Even when \(p\) is fixed, [Hu2005] reports that when \(|p|\) is large (say, above 10), there might be no solution for the first two equations in (6).

Hellinger Distance

To measure estimation errors, one good choice is the Hellinger distance between the true and estimated parameters.

Proposition. Let \((p_1, a_1, b_1)\) and \((p_2, a_2, b_2)\) be the parameters of two GIG distributions. The squared Hellinger distance between the two distributions is given by:

\[H_{GIG}^2(p_1, a_1, b_1 \| p_2, a_2, b_2) = 1 - \frac{(a_1/b_1)^{p_1/4} (a_2/b_2)^{p_2/4}} {\sqrt{K_{p_1}(\sqrt{a_1 b_1}) K_{p_2}(\sqrt{a_2 b_2})}} \frac{K_{\bar{p}}(\sqrt{\bar{a}\bar{b}})}{(\bar{a}/\bar{b})^{\bar{p}/2}},\]
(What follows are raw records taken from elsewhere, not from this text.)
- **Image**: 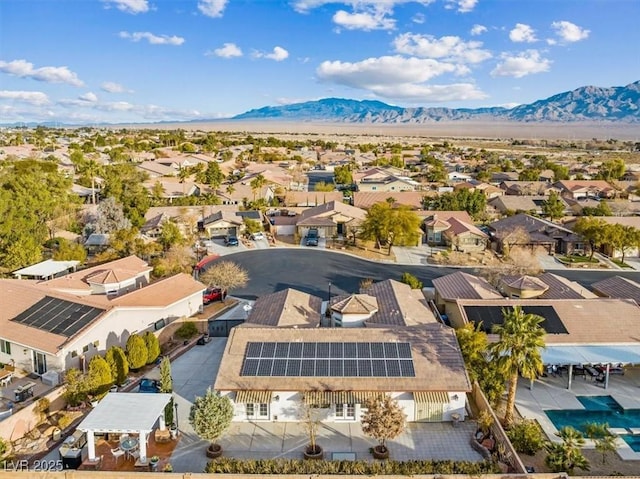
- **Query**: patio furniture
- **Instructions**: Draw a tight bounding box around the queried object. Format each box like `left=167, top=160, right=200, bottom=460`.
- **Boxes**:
left=111, top=447, right=125, bottom=464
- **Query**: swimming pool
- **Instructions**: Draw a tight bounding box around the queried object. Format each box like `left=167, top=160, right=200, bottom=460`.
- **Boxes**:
left=545, top=396, right=640, bottom=452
where \(\bar{p} = (p_1 + p_2)/2\), \(\bar{a} = (a_1 + a_2)/2\), and \(\bar{b} = (b_1 + b_2)/2\).

Special Cases

There are several important special cases of the GIG distribution:

  • Inverse Gaussian (IG): when \(p = -1/2\)

  • Gamma: when \(p > 0\) and \(b \to 0\), giving \(\text{Gamma}(p, a/2)\)

  • Inverse Gamma: when \(p < 0\) and \(a \to 0\), giving \(\text{InvGamma}(-p, b/2)\)

These special cases are implemented as separate classes in normix:

  • InverseGaussian

  • Gamma

  • InverseGamma

References

[Jorgensen2012]

Jørgensen, B. (2012). Statistical Properties of the Generalized Inverse Gaussian Distribution. Springer.